Suppose I have an overdetermined system of linear equations, $Ax=b$, where $A \in \mathbb{R}^{m \times n}$, $m > n$. In general, there is no exact solution, and we know that if $A$ has independent columns, then the best-fit or least-squares solution is given by the Moore-Penrose inverse of $A$ multiplied with $b$:
$x_{LS} = A^{+}b = [A^TA]^{-1}A^Tb$.
This can be obtained by writing out the least-squares optimisation problem and then solving it by setting the gradient of the objective with respect to $x$ to $0$. However, consider the following simpler derivation:
$Ax=b$
$[A^TA]^{-1}A^TAx=[A^TA]^{-1}A^Tb$ (left-multiplying both sides by the Moore-Penrose inverse)
$[A^TA]^{-1}[A^TA]x=[A^TA]^{-1}A^Tb$
$x=[A^TA]^{-1}A^Tb$
So this appears to suggest that the least-squares solution is an exact solution.

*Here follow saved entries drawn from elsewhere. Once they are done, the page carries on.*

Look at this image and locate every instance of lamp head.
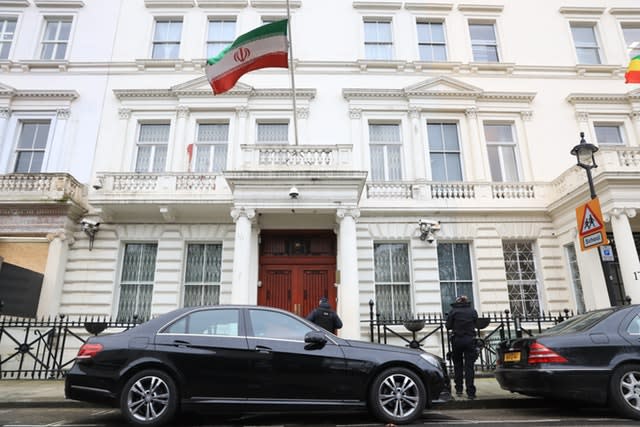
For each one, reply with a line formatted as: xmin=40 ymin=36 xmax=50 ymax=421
xmin=570 ymin=132 xmax=599 ymax=169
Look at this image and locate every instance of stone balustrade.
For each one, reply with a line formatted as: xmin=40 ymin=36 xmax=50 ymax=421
xmin=0 ymin=173 xmax=85 ymax=206
xmin=96 ymin=173 xmax=219 ymax=194
xmin=241 ymin=144 xmax=352 ymax=170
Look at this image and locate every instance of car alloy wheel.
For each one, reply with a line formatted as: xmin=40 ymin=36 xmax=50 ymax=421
xmin=369 ymin=367 xmax=426 ymax=424
xmin=120 ymin=369 xmax=178 ymax=427
xmin=610 ymin=364 xmax=640 ymax=420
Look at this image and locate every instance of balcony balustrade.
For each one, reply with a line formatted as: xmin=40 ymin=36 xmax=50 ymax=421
xmin=0 ymin=173 xmax=86 ymax=207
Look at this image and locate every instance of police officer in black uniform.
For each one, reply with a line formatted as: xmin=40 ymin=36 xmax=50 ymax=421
xmin=306 ymin=297 xmax=343 ymax=334
xmin=445 ymin=295 xmax=478 ymax=399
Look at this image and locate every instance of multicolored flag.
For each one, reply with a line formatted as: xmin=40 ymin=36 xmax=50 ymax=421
xmin=625 ymin=55 xmax=640 ymax=83
xmin=205 ymin=19 xmax=288 ymax=95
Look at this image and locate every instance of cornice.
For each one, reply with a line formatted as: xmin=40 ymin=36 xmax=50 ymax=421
xmin=250 ymin=0 xmax=300 ymax=8
xmin=353 ymin=1 xmax=402 ymax=11
xmin=404 ymin=2 xmax=452 ymax=12
xmin=144 ymin=0 xmax=195 ymax=8
xmin=197 ymin=0 xmax=247 ymax=7
xmin=343 ymin=87 xmax=534 ymax=103
xmin=457 ymin=4 xmax=504 ymax=14
xmin=559 ymin=7 xmax=605 ymax=16
xmin=566 ymin=93 xmax=631 ymax=105
xmin=34 ymin=0 xmax=84 ymax=7
xmin=0 ymin=0 xmax=29 ymax=6
xmin=0 ymin=89 xmax=79 ymax=100
xmin=609 ymin=8 xmax=640 ymax=16
xmin=114 ymin=87 xmax=316 ymax=100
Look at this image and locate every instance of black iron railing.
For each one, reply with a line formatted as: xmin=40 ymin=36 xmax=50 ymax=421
xmin=0 ymin=315 xmax=138 ymax=379
xmin=364 ymin=300 xmax=574 ymax=372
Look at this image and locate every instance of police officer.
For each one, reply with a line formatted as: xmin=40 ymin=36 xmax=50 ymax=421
xmin=306 ymin=297 xmax=343 ymax=334
xmin=445 ymin=295 xmax=478 ymax=399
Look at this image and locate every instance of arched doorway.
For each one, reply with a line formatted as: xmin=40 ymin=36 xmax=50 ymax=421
xmin=258 ymin=230 xmax=337 ymax=317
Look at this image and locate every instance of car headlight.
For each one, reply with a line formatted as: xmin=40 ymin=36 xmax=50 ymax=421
xmin=420 ymin=353 xmax=441 ymax=370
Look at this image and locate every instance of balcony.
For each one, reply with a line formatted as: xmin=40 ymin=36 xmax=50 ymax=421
xmin=240 ymin=144 xmax=353 ymax=171
xmin=0 ymin=173 xmax=86 ymax=208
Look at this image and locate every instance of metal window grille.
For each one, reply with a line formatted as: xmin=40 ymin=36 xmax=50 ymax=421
xmin=369 ymin=124 xmax=402 ymax=181
xmin=374 ymin=243 xmax=411 ymax=319
xmin=152 ymin=20 xmax=182 ymax=59
xmin=117 ymin=243 xmax=157 ymax=321
xmin=257 ymin=122 xmax=288 ymax=143
xmin=184 ymin=243 xmax=222 ymax=307
xmin=364 ymin=20 xmax=393 ymax=60
xmin=14 ymin=121 xmax=50 ymax=173
xmin=437 ymin=242 xmax=473 ymax=312
xmin=428 ymin=123 xmax=462 ymax=181
xmin=503 ymin=241 xmax=540 ymax=317
xmin=40 ymin=18 xmax=71 ymax=60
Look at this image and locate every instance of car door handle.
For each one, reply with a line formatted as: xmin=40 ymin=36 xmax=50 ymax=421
xmin=173 ymin=339 xmax=191 ymax=347
xmin=255 ymin=345 xmax=272 ymax=354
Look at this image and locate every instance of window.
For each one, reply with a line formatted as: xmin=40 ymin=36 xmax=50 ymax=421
xmin=484 ymin=123 xmax=519 ymax=182
xmin=627 ymin=315 xmax=640 ymax=335
xmin=622 ymin=24 xmax=640 ymax=58
xmin=152 ymin=19 xmax=182 ymax=59
xmin=503 ymin=241 xmax=540 ymax=317
xmin=438 ymin=243 xmax=473 ymax=313
xmin=14 ymin=121 xmax=50 ymax=173
xmin=249 ymin=309 xmax=313 ymax=340
xmin=374 ymin=243 xmax=411 ymax=319
xmin=194 ymin=123 xmax=228 ymax=172
xmin=564 ymin=243 xmax=585 ymax=314
xmin=570 ymin=23 xmax=601 ymax=64
xmin=163 ymin=309 xmax=239 ymax=336
xmin=469 ymin=22 xmax=498 ymax=62
xmin=207 ymin=19 xmax=235 ymax=58
xmin=0 ymin=18 xmax=16 ymax=59
xmin=428 ymin=123 xmax=462 ymax=181
xmin=135 ymin=124 xmax=169 ymax=172
xmin=257 ymin=122 xmax=288 ymax=144
xmin=117 ymin=243 xmax=157 ymax=322
xmin=417 ymin=21 xmax=446 ymax=61
xmin=364 ymin=20 xmax=392 ymax=60
xmin=184 ymin=243 xmax=222 ymax=307
xmin=40 ymin=18 xmax=71 ymax=60
xmin=369 ymin=123 xmax=402 ymax=181
xmin=594 ymin=123 xmax=624 ymax=145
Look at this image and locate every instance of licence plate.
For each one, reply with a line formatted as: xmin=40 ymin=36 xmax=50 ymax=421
xmin=504 ymin=351 xmax=521 ymax=362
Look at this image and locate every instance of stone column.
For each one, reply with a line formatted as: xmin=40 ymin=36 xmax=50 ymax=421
xmin=336 ymin=208 xmax=360 ymax=339
xmin=608 ymin=208 xmax=640 ymax=304
xmin=349 ymin=108 xmax=364 ymax=170
xmin=37 ymin=231 xmax=74 ymax=318
xmin=233 ymin=106 xmax=248 ymax=169
xmin=409 ymin=106 xmax=426 ymax=180
xmin=0 ymin=107 xmax=10 ymax=167
xmin=230 ymin=207 xmax=256 ymax=304
xmin=172 ymin=105 xmax=189 ymax=172
xmin=46 ymin=109 xmax=70 ymax=171
xmin=116 ymin=108 xmax=132 ymax=170
xmin=464 ymin=108 xmax=487 ymax=180
xmin=631 ymin=111 xmax=640 ymax=145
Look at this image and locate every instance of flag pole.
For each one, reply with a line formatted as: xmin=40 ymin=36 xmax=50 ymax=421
xmin=286 ymin=0 xmax=299 ymax=145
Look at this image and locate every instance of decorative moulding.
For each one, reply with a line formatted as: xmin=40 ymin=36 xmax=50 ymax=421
xmin=404 ymin=2 xmax=453 ymax=12
xmin=0 ymin=0 xmax=29 ymax=6
xmin=457 ymin=4 xmax=504 ymax=14
xmin=352 ymin=1 xmax=402 ymax=11
xmin=144 ymin=0 xmax=195 ymax=8
xmin=34 ymin=0 xmax=84 ymax=7
xmin=609 ymin=8 xmax=640 ymax=16
xmin=559 ymin=7 xmax=605 ymax=16
xmin=197 ymin=0 xmax=247 ymax=7
xmin=250 ymin=0 xmax=300 ymax=8
xmin=566 ymin=93 xmax=632 ymax=105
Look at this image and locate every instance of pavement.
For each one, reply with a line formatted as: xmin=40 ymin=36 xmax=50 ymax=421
xmin=0 ymin=375 xmax=540 ymax=410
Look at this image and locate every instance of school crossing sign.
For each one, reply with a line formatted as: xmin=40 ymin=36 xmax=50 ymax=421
xmin=575 ymin=197 xmax=607 ymax=251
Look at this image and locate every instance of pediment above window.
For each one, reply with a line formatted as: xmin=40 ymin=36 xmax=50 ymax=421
xmin=404 ymin=76 xmax=483 ymax=96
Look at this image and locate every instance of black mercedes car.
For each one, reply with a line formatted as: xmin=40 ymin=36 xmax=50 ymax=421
xmin=495 ymin=304 xmax=640 ymax=420
xmin=65 ymin=305 xmax=449 ymax=426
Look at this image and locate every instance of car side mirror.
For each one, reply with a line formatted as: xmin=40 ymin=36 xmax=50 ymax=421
xmin=304 ymin=330 xmax=327 ymax=350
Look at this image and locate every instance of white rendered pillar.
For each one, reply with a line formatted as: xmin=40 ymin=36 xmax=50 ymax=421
xmin=230 ymin=207 xmax=255 ymax=304
xmin=409 ymin=106 xmax=427 ymax=180
xmin=608 ymin=208 xmax=640 ymax=304
xmin=336 ymin=208 xmax=360 ymax=340
xmin=37 ymin=232 xmax=74 ymax=318
xmin=464 ymin=108 xmax=487 ymax=180
xmin=171 ymin=105 xmax=189 ymax=171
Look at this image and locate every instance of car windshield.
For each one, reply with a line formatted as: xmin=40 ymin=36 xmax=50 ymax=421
xmin=538 ymin=308 xmax=615 ymax=336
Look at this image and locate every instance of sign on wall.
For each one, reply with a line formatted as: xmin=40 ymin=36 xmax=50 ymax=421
xmin=576 ymin=197 xmax=607 ymax=251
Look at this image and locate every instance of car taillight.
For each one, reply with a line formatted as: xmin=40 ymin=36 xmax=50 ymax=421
xmin=527 ymin=341 xmax=567 ymax=364
xmin=77 ymin=343 xmax=103 ymax=360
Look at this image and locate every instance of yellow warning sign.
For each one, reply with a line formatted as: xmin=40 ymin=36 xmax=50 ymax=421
xmin=576 ymin=197 xmax=607 ymax=251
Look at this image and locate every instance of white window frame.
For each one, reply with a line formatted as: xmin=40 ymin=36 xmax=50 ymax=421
xmin=502 ymin=240 xmax=542 ymax=317
xmin=1 ymin=112 xmax=58 ymax=174
xmin=116 ymin=242 xmax=158 ymax=322
xmin=151 ymin=17 xmax=183 ymax=59
xmin=183 ymin=242 xmax=223 ymax=307
xmin=416 ymin=20 xmax=447 ymax=62
xmin=40 ymin=16 xmax=73 ymax=60
xmin=437 ymin=242 xmax=475 ymax=313
xmin=468 ymin=20 xmax=499 ymax=62
xmin=0 ymin=16 xmax=17 ymax=60
xmin=570 ymin=21 xmax=603 ymax=65
xmin=484 ymin=122 xmax=521 ymax=182
xmin=206 ymin=18 xmax=235 ymax=59
xmin=135 ymin=122 xmax=170 ymax=173
xmin=427 ymin=121 xmax=463 ymax=182
xmin=13 ymin=120 xmax=51 ymax=173
xmin=368 ymin=122 xmax=403 ymax=182
xmin=621 ymin=22 xmax=640 ymax=58
xmin=363 ymin=18 xmax=393 ymax=60
xmin=373 ymin=242 xmax=412 ymax=319
xmin=193 ymin=122 xmax=229 ymax=173
xmin=593 ymin=122 xmax=626 ymax=146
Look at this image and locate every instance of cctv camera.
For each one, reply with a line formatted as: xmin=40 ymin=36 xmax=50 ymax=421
xmin=289 ymin=186 xmax=299 ymax=199
xmin=81 ymin=219 xmax=99 ymax=228
xmin=426 ymin=232 xmax=435 ymax=244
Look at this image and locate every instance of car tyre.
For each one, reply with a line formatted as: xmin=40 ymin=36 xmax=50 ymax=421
xmin=120 ymin=369 xmax=178 ymax=427
xmin=368 ymin=367 xmax=426 ymax=425
xmin=610 ymin=364 xmax=640 ymax=420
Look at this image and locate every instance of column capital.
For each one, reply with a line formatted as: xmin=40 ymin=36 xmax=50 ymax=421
xmin=296 ymin=107 xmax=309 ymax=119
xmin=0 ymin=107 xmax=10 ymax=119
xmin=606 ymin=207 xmax=637 ymax=221
xmin=336 ymin=208 xmax=360 ymax=221
xmin=520 ymin=110 xmax=533 ymax=121
xmin=176 ymin=105 xmax=190 ymax=118
xmin=349 ymin=108 xmax=362 ymax=120
xmin=236 ymin=106 xmax=249 ymax=118
xmin=631 ymin=110 xmax=640 ymax=122
xmin=231 ymin=207 xmax=256 ymax=222
xmin=408 ymin=106 xmax=421 ymax=119
xmin=465 ymin=108 xmax=477 ymax=119
xmin=118 ymin=108 xmax=132 ymax=120
xmin=46 ymin=231 xmax=75 ymax=246
xmin=575 ymin=111 xmax=589 ymax=122
xmin=57 ymin=108 xmax=71 ymax=120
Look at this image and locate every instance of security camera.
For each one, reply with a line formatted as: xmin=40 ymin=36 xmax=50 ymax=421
xmin=289 ymin=186 xmax=299 ymax=199
xmin=418 ymin=219 xmax=440 ymax=229
xmin=426 ymin=232 xmax=436 ymax=244
xmin=81 ymin=219 xmax=100 ymax=229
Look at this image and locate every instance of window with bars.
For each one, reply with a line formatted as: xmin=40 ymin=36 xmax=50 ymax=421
xmin=374 ymin=243 xmax=411 ymax=319
xmin=14 ymin=121 xmax=50 ymax=173
xmin=152 ymin=19 xmax=182 ymax=59
xmin=364 ymin=20 xmax=393 ymax=60
xmin=117 ymin=243 xmax=157 ymax=322
xmin=594 ymin=123 xmax=624 ymax=145
xmin=469 ymin=22 xmax=499 ymax=62
xmin=257 ymin=122 xmax=288 ymax=144
xmin=135 ymin=124 xmax=169 ymax=172
xmin=417 ymin=21 xmax=446 ymax=61
xmin=484 ymin=123 xmax=519 ymax=182
xmin=207 ymin=19 xmax=235 ymax=58
xmin=0 ymin=18 xmax=16 ymax=59
xmin=503 ymin=241 xmax=540 ymax=317
xmin=40 ymin=18 xmax=71 ymax=60
xmin=564 ymin=243 xmax=586 ymax=314
xmin=622 ymin=24 xmax=640 ymax=58
xmin=184 ymin=243 xmax=222 ymax=307
xmin=438 ymin=243 xmax=474 ymax=313
xmin=428 ymin=123 xmax=462 ymax=181
xmin=570 ymin=23 xmax=601 ymax=64
xmin=194 ymin=123 xmax=228 ymax=172
xmin=369 ymin=123 xmax=402 ymax=181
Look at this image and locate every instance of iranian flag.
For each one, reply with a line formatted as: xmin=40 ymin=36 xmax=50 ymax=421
xmin=206 ymin=19 xmax=288 ymax=95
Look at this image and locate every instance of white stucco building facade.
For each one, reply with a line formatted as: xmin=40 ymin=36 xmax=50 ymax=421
xmin=1 ymin=0 xmax=639 ymax=340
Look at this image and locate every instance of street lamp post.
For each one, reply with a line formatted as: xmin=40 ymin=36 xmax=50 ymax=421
xmin=570 ymin=132 xmax=599 ymax=200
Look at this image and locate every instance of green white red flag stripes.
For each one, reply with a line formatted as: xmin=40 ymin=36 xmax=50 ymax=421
xmin=205 ymin=19 xmax=288 ymax=95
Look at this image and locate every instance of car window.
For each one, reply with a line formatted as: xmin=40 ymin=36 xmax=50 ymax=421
xmin=627 ymin=314 xmax=640 ymax=335
xmin=539 ymin=308 xmax=615 ymax=336
xmin=162 ymin=309 xmax=240 ymax=336
xmin=249 ymin=309 xmax=313 ymax=341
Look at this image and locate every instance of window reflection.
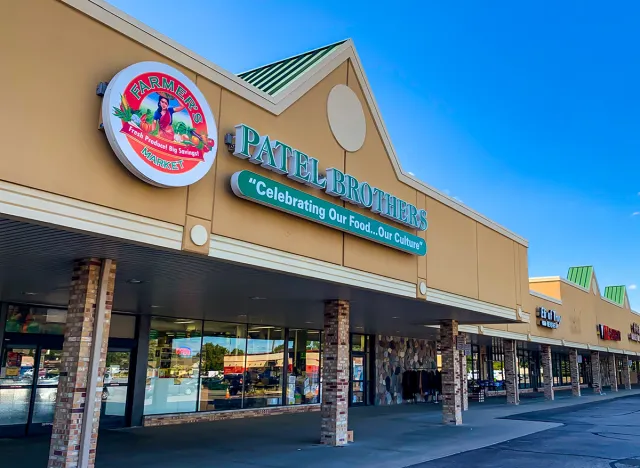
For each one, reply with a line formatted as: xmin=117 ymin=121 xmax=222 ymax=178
xmin=199 ymin=322 xmax=247 ymax=411
xmin=286 ymin=330 xmax=321 ymax=405
xmin=244 ymin=327 xmax=284 ymax=408
xmin=144 ymin=317 xmax=202 ymax=415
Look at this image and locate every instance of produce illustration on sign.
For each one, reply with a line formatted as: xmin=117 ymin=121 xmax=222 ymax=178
xmin=102 ymin=62 xmax=218 ymax=187
xmin=629 ymin=323 xmax=640 ymax=342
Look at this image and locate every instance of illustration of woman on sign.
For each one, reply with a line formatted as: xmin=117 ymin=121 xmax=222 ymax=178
xmin=152 ymin=93 xmax=186 ymax=140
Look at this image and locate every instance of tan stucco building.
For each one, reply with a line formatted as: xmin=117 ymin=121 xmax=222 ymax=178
xmin=1 ymin=1 xmax=639 ymax=466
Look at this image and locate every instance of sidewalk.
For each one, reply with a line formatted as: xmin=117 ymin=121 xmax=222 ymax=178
xmin=3 ymin=388 xmax=639 ymax=468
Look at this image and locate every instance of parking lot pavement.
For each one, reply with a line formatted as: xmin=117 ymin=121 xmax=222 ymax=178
xmin=411 ymin=395 xmax=640 ymax=468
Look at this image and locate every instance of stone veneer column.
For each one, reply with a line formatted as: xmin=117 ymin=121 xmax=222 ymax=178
xmin=321 ymin=300 xmax=350 ymax=446
xmin=591 ymin=351 xmax=601 ymax=394
xmin=540 ymin=344 xmax=554 ymax=401
xmin=48 ymin=258 xmax=117 ymax=468
xmin=459 ymin=333 xmax=468 ymax=411
xmin=569 ymin=349 xmax=581 ymax=397
xmin=504 ymin=339 xmax=519 ymax=405
xmin=622 ymin=356 xmax=632 ymax=390
xmin=440 ymin=320 xmax=461 ymax=425
xmin=608 ymin=354 xmax=618 ymax=392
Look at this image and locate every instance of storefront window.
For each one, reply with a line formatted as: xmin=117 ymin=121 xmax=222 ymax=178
xmin=488 ymin=338 xmax=505 ymax=390
xmin=144 ymin=317 xmax=202 ymax=415
xmin=286 ymin=329 xmax=321 ymax=405
xmin=244 ymin=326 xmax=285 ymax=408
xmin=199 ymin=322 xmax=247 ymax=412
xmin=4 ymin=306 xmax=66 ymax=335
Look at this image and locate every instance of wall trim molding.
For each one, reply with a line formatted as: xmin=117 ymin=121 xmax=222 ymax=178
xmin=588 ymin=345 xmax=608 ymax=352
xmin=0 ymin=181 xmax=183 ymax=250
xmin=426 ymin=288 xmax=518 ymax=321
xmin=478 ymin=327 xmax=528 ymax=341
xmin=529 ymin=290 xmax=563 ymax=305
xmin=562 ymin=340 xmax=589 ymax=350
xmin=529 ymin=276 xmax=591 ymax=294
xmin=56 ymin=0 xmax=528 ymax=247
xmin=209 ymin=234 xmax=416 ymax=298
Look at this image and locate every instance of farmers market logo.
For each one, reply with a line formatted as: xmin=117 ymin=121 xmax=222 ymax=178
xmin=102 ymin=62 xmax=217 ymax=187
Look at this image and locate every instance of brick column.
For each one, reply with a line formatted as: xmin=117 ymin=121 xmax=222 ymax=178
xmin=440 ymin=320 xmax=461 ymax=425
xmin=48 ymin=258 xmax=117 ymax=468
xmin=591 ymin=351 xmax=601 ymax=394
xmin=459 ymin=333 xmax=468 ymax=411
xmin=321 ymin=300 xmax=349 ymax=446
xmin=608 ymin=355 xmax=618 ymax=392
xmin=540 ymin=345 xmax=554 ymax=401
xmin=623 ymin=356 xmax=632 ymax=390
xmin=504 ymin=339 xmax=519 ymax=405
xmin=569 ymin=349 xmax=581 ymax=397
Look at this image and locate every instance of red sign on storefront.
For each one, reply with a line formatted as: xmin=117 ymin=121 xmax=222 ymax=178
xmin=597 ymin=324 xmax=621 ymax=341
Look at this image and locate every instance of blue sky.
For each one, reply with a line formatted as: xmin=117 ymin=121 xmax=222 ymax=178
xmin=107 ymin=0 xmax=640 ymax=306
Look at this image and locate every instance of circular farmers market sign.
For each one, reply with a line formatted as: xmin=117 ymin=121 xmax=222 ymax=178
xmin=102 ymin=62 xmax=217 ymax=187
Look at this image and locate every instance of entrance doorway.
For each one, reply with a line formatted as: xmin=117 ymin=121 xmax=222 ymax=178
xmin=100 ymin=349 xmax=132 ymax=428
xmin=0 ymin=342 xmax=63 ymax=437
xmin=349 ymin=334 xmax=372 ymax=406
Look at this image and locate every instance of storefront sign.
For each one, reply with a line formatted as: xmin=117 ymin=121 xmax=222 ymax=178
xmin=231 ymin=170 xmax=426 ymax=255
xmin=598 ymin=324 xmax=621 ymax=341
xmin=102 ymin=62 xmax=217 ymax=187
xmin=629 ymin=323 xmax=640 ymax=342
xmin=537 ymin=306 xmax=561 ymax=329
xmin=229 ymin=124 xmax=428 ymax=255
xmin=232 ymin=125 xmax=427 ymax=231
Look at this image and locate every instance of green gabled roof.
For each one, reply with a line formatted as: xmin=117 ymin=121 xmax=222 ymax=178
xmin=567 ymin=266 xmax=594 ymax=289
xmin=238 ymin=40 xmax=347 ymax=96
xmin=604 ymin=286 xmax=626 ymax=306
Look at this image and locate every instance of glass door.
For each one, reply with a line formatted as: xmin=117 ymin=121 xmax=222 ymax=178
xmin=30 ymin=348 xmax=63 ymax=434
xmin=101 ymin=349 xmax=132 ymax=428
xmin=0 ymin=346 xmax=36 ymax=437
xmin=350 ymin=354 xmax=366 ymax=405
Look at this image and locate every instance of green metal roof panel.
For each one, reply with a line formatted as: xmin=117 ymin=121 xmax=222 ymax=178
xmin=238 ymin=40 xmax=347 ymax=96
xmin=567 ymin=266 xmax=593 ymax=289
xmin=604 ymin=286 xmax=626 ymax=305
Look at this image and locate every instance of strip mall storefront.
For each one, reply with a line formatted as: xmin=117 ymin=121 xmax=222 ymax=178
xmin=1 ymin=1 xmax=640 ymax=467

There must be something wrong with this derivation, but I can't place my finger on it. What is wrong with it? And how come it ends up giving the least-squares solution, even though I wasn't solving for that?
Best Answer
If the matrix $A$ has full column rank (that is, its columns are linearly independent), then a system $Ax=b$ has at most one solution.
In your derivation, you are assuming that a solution exists and, of course, if a solution exists, it is also the least squares solution.
So what you proved is if $x$ is a solution of $Ax=b$, where $A$ has full column rank, then $x=A^+b$.